‘Code of conduct’ also could result in ban on treatments
WND News Center
Are you “non-woke,” not particularly politically correct and certainly not on board with the extreme ideology of contemporary America where men can simply say they are women and you are supposed to call them “Miss”?
One hospital system is kicking you to the curb.
A report at Just the News documents how Mass General Brigham, a “wealthy” health-care system in Massachusetts, is imposing a “code of conduct” on patients.
The code covers not only “verbal threats” and “vulgar words” but also threatens patients with action for “offensive comments about others’ race, accent, religion, gender, sexual orientation, or other personal traits.”
“Unwelcome words” are not allowed.
“MGB warns that it may ask [patients] to ‘make other plans for their care’ in response to some violations,” the report confirmed.
They also might be banned from any future care that is not an emergency.
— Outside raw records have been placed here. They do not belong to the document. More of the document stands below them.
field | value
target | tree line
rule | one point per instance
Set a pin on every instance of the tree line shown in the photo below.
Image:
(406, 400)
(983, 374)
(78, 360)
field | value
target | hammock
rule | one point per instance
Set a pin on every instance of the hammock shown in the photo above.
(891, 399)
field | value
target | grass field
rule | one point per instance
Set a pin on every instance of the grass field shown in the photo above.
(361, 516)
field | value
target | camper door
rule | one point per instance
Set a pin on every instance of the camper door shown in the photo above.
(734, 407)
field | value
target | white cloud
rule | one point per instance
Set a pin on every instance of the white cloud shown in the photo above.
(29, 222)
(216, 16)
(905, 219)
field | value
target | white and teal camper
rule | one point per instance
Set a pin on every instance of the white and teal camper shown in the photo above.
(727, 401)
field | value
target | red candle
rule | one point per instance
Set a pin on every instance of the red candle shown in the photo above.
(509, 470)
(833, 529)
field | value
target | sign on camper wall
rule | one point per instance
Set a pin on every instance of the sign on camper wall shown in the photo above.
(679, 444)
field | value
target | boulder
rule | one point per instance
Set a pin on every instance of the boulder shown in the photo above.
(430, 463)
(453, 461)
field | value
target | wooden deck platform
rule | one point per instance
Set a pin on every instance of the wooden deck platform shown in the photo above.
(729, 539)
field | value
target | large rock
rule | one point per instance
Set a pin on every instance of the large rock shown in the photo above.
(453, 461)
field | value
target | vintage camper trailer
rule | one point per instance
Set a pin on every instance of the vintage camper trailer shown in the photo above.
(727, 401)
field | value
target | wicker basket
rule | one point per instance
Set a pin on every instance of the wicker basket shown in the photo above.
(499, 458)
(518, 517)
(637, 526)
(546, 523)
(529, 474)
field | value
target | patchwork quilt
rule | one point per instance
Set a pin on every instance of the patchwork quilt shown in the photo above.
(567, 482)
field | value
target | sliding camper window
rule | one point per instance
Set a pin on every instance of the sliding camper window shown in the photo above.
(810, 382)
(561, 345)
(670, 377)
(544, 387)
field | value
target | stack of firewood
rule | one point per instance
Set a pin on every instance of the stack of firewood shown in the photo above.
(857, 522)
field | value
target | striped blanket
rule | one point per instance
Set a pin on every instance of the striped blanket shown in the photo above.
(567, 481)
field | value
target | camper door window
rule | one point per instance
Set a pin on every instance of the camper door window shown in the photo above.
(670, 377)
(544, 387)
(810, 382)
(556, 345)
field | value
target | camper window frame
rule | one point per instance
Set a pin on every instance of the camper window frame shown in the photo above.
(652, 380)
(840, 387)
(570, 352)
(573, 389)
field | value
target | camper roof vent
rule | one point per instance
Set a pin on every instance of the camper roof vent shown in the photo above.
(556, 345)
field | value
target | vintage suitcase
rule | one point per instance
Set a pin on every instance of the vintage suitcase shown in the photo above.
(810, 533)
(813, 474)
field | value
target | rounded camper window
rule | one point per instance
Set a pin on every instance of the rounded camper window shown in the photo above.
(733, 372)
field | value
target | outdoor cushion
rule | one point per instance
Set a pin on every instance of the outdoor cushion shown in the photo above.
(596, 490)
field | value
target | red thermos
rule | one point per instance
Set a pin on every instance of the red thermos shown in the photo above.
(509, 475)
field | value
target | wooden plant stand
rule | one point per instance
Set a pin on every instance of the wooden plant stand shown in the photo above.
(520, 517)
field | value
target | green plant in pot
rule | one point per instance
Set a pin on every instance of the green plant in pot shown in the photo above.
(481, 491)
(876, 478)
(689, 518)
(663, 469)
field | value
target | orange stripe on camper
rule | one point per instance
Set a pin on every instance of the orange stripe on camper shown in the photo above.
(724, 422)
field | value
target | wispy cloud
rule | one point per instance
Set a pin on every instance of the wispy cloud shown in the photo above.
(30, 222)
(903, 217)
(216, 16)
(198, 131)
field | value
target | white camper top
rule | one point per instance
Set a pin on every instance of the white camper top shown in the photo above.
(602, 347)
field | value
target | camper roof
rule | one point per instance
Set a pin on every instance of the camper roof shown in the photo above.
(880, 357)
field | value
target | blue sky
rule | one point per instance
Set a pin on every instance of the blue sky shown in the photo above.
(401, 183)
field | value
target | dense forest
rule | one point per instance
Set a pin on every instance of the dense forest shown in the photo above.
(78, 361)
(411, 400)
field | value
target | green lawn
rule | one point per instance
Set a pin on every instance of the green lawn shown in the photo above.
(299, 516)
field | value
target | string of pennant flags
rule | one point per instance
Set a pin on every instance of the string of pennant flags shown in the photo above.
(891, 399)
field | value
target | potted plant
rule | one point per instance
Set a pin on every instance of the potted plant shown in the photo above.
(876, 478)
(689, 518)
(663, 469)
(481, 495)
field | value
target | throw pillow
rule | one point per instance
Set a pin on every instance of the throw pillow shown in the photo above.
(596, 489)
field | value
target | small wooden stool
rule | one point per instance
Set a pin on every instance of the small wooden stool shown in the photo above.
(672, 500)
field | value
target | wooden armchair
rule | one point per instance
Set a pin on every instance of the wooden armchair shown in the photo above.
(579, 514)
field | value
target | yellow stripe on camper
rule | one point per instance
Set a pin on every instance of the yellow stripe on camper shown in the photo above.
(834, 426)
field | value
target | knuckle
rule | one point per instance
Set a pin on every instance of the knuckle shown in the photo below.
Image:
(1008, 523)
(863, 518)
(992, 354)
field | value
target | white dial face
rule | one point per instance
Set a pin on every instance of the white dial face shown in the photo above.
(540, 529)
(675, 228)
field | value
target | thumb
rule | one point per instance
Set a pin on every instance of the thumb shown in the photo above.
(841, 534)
The hospital declares, “Words or actions that are disrespectful, racist, discriminatory, hostile, or harassing are not welcome.”
Just the News revealed that the code “gives no minimum number of violations before a patient would be kicked out or banned…”
The bull’s-eye is on a wide range of patients now, according to Do No Harm, an advocacy group that fights “wokism.”
The group warned failing to use preferred pronouns could be considered to be harassment and disputing the existence of systemic racism could, in fact, be determined to be “racist.”
“Do No Harm noted that one of MGB’s founding members and Harvard Med’s training hospital, Brigham and Women’s, launched a pilot last year that explicitly granted ‘preferential care based on race’ to redress past wrongs, even while acknowledging it might be illegal,” Just the News reported.
Officials, however, refused to reveal whether “misgendering,” or using a person’s legal name instead of a “transgender” identifier they have chosen, would count as a violation.
“The code of conduct is an internal framework that will be used to evaluate each potential incident,” spokesman Mark Murphy told Just the News by email.
“Patients who repeatedly act in disrespectful or discriminatory ways may be asked to make other arrangements for care,” he said. He said there could be considered “extenuating circumstances, such as emotional distress or severe pain.”